Most AI-based image enhancement techniques rely on a deep-learning model that receives a corrupt image as its input and generates a clean image as its output. For denoising, the corrupt input image is noisy, whereas for deblurring, it is low resolution. Deblurring efforts for PET and SPECT encompass partial volume correction approaches that seek to mitigate the partial volume effect.
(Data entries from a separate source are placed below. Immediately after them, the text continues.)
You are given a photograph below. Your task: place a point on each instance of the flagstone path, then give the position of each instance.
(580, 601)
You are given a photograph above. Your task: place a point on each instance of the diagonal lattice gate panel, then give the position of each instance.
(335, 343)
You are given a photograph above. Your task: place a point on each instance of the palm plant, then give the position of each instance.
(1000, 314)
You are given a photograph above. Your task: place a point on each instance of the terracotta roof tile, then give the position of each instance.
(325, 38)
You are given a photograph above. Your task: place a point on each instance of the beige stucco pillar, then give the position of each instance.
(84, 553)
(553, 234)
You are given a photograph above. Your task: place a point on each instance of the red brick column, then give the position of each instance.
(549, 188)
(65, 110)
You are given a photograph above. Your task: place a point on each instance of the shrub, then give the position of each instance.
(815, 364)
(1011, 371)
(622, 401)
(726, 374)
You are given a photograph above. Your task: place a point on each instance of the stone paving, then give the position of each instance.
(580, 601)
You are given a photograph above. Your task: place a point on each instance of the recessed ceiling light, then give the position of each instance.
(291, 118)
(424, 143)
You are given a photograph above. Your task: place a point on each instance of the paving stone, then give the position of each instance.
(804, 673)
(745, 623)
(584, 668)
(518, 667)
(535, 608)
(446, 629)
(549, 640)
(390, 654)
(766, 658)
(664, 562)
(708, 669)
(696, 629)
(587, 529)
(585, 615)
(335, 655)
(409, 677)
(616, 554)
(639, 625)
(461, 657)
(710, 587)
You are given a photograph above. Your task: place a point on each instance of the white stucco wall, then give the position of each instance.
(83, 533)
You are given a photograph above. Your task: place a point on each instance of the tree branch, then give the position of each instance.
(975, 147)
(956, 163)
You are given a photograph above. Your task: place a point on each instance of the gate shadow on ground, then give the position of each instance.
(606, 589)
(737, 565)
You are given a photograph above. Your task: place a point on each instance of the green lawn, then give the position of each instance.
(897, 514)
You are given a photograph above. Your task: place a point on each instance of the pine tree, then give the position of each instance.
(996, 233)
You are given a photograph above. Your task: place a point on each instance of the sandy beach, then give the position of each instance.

The latter arises from the blurring of tissue boundaries (the predominant factor for modalities such as PET and SPECT) and discretizing the image space (7). Unlike image reconstruction, AI-based image enhancement models do not require raw data and can be readily trained and validated by existing image repositories. These methods are thus rapidly gaining popularity in nuclear medicine, where large image-domain datasets are much more accessible than list-mode or sinogram datasets. AI models for image enhancement have consistently outperformed filtering, deconvolution, and other traditional analytic or model-based iterative approaches for denoising or partial volume correction. AI has led to new approaches for multimodality fusion (8) that can provide improved cross-modality anatomic guidance to PET and SPECT using information from high-resolution MRI or CT. The evolution of deep neural network architectures, training strategies, and data requirements over the past several years has contributed to the accuracy, usability, robustness, and versatility of these models.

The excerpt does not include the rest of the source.